For about a week, the key drivers that have been generating underlying support for gold have flipped. Suddenly gold is facing the prospect of consistent selling pressure. The reason is down to an about-turn in Treasury yields and US dollar strength along with an improved risk appetite. We consider what could restrict a gold sell-off.
- The US Nonfarm Payrolls report has triggered a sharp rebound in risk appetite and a stronger US dollar (USD). This is a sour cocktail for gold bulls to swallow.
- The only potential saviour for the gold bulls is seemingly a big risk and equities sell-off amidst a taper-tantrum.
- The technical outlook for Gold now points towards selling into near term strength.
Nonfarm Payrolls have changed the outlook for gold
A swathe of positive surprises throughout the Nonfarm Payrolls report has sharpened focus on the timing of the Federal Reserve tightening monetary policy. The Fed being moved to tighten monetary policy due to positive economic recovery and not due to excessive inflationary pressures, gives cause for markets to be risk positive but also USD positive.
US bond yields are rising on both a nominal basis (ie. Treasury yields) and a real inflation-adjusted basis (as shown in the US 10 year Inflation Protected Securities yield).
Real yields moving higher is positive for the US economy as it suggests that Treasury yields are moving higher because investors are bullish on US growth prospects. This is positive for both risk appetite and the USD.
However, equally, this is a terrible combination for anyone bullish on Gold. Gold is often seen as an inflation hedge. When inflation is rising (or seen as a problem), Gold performs well. Right now, inflation pressures seem to be peaking (we are expected to get a further sign of this in the US CPI data today).
The US 10 year Treasury yield moving higher is bad for Gold as they have a historic strong negative correlation.
If yields continue to climb due to further positive US data (that will further push the Federal Reserve towards tightening monetary policy) then this will continue to drag gold lower.
What could change this? A risk sell-off
At this stage, all looks positive for risk appetite (which is negative for gold). But this could change. Will we see a “taper tantrum” again this year? In 2013 as the Federal Reserve moved towards tapering its quantitative easing purchases, there was a big reaction across major markets. Risk appetite took a nosedive and gold saw a rally (after having been sold off enormously during the first few months of 2013).
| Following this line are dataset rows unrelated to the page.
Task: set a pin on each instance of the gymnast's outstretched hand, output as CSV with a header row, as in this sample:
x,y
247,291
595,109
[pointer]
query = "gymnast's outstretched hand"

The chart set of gold looks very similar to whether it was in April 2013. A huge sell-off was followed by a big rebound in July. The gold price was then choppy lower for several years after.
If this is the case and history does indeed repeat itself, then if gold breaks down below $1676 it could be on course for $1450 once more.
Technical analysis suggests medium-term pressure towards $1650
The key selling pressure through gold in the past few sessions has just begun to stabilise. However, the outlook has turned negative. The failure to reclaim the old pivot around $1750/$1765 means that this now becomes a key level of resistance.
As the Relative Strength Index unwinds from oversold (below 30) this should renew downside potential for what we now expect to be a decline towards a test of the March lows of $1676 in due course. Therefore, we look to sell into near term strength.
Rising real yields and a strengthening US dollar do not bode well for gold. The outlook has subsequently turned bearish and we look to use near term strength as a chance to sell.